Buying an interest in the magazine had been easy. Being one of its contributors was not. His managing editor had told him once that part of what made him successful was his voice—a little cynical, a little deadpan, like Jon Stewart on “The Daily Show.” Readers ate it up, and he was proud of the stories under his byline.

This one was a little different, though, probably because it was turning out to be permeated by a certain long-legged blonde in a black skirt. Oh, he wasn’t telling tales or anything.

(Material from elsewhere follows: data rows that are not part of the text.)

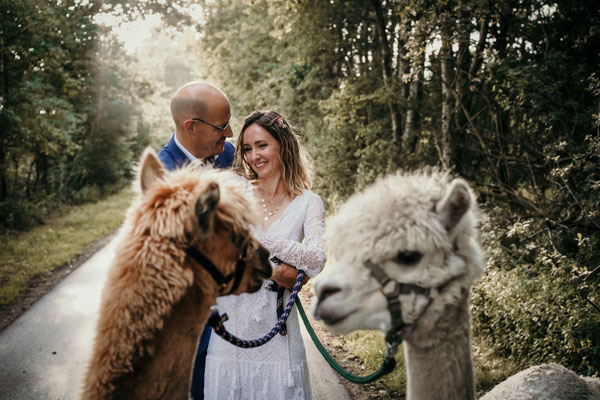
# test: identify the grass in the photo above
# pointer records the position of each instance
(29, 254)
(369, 348)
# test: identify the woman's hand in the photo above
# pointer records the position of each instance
(285, 275)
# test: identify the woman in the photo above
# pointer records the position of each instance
(269, 156)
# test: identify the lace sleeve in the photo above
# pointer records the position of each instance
(309, 255)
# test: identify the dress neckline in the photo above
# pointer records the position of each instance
(282, 214)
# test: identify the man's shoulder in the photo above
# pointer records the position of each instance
(170, 155)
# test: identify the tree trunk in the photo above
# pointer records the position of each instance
(386, 70)
(413, 115)
(447, 104)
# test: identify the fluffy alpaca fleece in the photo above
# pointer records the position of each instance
(422, 229)
(156, 300)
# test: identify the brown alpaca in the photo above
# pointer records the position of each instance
(157, 299)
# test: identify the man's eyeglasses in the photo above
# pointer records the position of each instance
(221, 128)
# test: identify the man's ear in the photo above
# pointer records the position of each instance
(188, 125)
(455, 204)
(206, 205)
(151, 169)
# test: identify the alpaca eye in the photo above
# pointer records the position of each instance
(408, 257)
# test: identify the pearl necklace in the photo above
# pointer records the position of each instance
(269, 214)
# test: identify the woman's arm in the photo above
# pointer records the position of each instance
(309, 255)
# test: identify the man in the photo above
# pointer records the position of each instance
(201, 114)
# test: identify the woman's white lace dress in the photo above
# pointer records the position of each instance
(278, 369)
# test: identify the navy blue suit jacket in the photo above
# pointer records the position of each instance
(172, 157)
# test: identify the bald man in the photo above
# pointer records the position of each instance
(201, 114)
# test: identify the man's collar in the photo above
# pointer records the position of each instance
(209, 161)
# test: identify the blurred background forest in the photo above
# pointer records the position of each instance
(505, 93)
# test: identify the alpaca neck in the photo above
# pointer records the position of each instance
(166, 372)
(444, 370)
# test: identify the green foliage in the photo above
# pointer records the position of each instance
(518, 118)
(61, 239)
(68, 111)
(530, 305)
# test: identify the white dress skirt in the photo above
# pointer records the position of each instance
(278, 369)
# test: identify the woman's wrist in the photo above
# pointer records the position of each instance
(277, 273)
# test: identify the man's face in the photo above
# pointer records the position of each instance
(207, 140)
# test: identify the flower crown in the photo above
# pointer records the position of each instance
(279, 122)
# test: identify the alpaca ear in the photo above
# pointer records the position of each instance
(454, 204)
(206, 204)
(151, 169)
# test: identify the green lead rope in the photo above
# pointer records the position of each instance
(388, 364)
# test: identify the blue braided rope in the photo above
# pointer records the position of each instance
(216, 321)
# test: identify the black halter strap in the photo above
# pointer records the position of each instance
(218, 277)
(392, 290)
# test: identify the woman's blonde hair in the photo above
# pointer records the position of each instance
(295, 162)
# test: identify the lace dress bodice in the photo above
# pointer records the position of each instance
(278, 369)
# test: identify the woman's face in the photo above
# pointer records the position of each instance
(261, 152)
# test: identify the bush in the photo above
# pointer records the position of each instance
(17, 215)
(530, 303)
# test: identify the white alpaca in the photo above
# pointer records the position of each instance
(421, 231)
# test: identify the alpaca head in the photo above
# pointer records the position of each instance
(420, 229)
(206, 211)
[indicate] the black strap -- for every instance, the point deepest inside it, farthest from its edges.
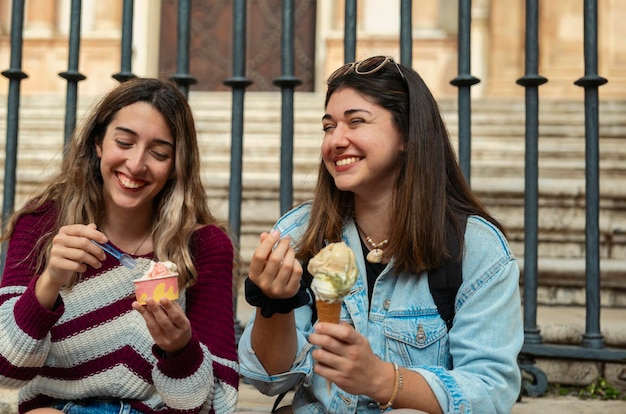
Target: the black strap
(444, 282)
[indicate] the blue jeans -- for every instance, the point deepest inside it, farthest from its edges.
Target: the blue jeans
(96, 407)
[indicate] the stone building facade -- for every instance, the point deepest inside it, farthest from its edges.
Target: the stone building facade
(497, 44)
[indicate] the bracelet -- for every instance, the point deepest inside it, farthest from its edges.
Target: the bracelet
(397, 387)
(269, 306)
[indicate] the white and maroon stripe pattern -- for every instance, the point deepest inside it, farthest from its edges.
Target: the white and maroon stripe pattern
(94, 344)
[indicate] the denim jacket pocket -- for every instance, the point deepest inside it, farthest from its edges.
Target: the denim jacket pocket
(417, 338)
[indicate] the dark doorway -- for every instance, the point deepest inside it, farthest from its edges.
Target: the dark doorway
(211, 43)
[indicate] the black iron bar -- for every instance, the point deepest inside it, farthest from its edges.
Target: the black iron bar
(592, 338)
(15, 76)
(125, 72)
(287, 83)
(464, 82)
(72, 75)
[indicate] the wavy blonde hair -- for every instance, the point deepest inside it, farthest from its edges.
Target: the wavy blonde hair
(77, 189)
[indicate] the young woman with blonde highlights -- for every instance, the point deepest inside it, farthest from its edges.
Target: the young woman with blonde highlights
(130, 177)
(390, 187)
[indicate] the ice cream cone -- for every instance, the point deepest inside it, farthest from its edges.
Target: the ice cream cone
(328, 312)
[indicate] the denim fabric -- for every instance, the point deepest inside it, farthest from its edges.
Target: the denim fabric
(404, 326)
(96, 407)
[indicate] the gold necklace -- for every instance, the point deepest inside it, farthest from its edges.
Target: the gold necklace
(375, 255)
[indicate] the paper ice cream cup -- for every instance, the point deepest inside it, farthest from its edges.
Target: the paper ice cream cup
(328, 311)
(156, 288)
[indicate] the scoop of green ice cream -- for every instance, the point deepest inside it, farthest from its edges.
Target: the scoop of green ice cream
(334, 272)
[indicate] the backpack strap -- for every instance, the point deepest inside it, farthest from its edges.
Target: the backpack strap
(444, 282)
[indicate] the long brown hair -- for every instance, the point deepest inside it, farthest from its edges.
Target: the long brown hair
(429, 191)
(77, 189)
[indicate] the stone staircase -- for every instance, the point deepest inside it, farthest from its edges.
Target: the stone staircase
(498, 148)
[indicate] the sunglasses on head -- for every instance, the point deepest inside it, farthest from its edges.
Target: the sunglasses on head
(364, 67)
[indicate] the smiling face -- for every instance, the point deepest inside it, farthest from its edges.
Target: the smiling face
(361, 144)
(136, 158)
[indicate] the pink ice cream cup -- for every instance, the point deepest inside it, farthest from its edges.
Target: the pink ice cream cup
(156, 284)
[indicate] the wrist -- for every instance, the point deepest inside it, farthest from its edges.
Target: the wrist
(269, 306)
(397, 386)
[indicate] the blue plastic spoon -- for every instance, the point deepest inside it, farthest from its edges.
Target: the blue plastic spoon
(124, 259)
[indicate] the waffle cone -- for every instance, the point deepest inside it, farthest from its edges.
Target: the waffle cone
(328, 311)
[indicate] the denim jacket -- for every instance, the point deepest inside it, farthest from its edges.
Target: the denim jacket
(471, 369)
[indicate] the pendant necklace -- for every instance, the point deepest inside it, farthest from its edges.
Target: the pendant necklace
(375, 255)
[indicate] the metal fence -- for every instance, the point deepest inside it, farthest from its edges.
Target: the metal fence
(592, 346)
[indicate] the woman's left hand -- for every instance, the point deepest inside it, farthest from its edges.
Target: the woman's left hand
(345, 357)
(167, 323)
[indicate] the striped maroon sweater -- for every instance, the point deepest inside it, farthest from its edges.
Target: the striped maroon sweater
(94, 345)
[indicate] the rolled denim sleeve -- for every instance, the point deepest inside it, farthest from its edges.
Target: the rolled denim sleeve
(252, 368)
(486, 377)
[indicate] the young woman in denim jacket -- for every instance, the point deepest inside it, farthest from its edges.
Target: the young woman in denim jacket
(388, 181)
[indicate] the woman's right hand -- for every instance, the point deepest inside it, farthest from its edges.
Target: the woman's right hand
(274, 267)
(72, 251)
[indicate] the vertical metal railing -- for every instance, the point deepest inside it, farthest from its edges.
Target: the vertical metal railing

But the key party was a kind of test case for a pet theory he had about a society with what he thought of as “Social A.D.D.” A society that went for short-term solutions such as speed dating and Internet clubs instead of good, old-fashioned relationships that took a long time to develop.

Right, his inner cynic scoffed. That little interlude with Lauren sure took a long time to develop.

He still could hardly believe he’d done it. Maybe that was why he was thinking about her so much. She’d driven him into behavior that was so unlike him it was almost freeing. And the problem with things that set you free from your own constraints was that sooner or later you landed with a thud.

But he wasn’t going to think about the thud. What he needed to do was to finish up this story, ship it and break out his research skills to find her.

At noon he saved the file up to the magazine’s server in John Garvey’s review folder. His managing editor had a blurry definition of “weekend,” too, and would appreciate having a look at the copy in advance. Then he picked up the phone.

“Garvey.”

“Hey, it’s me. I just put my story on the server.”

“That’s what I like about you, McCrae. You, like me, have no life.”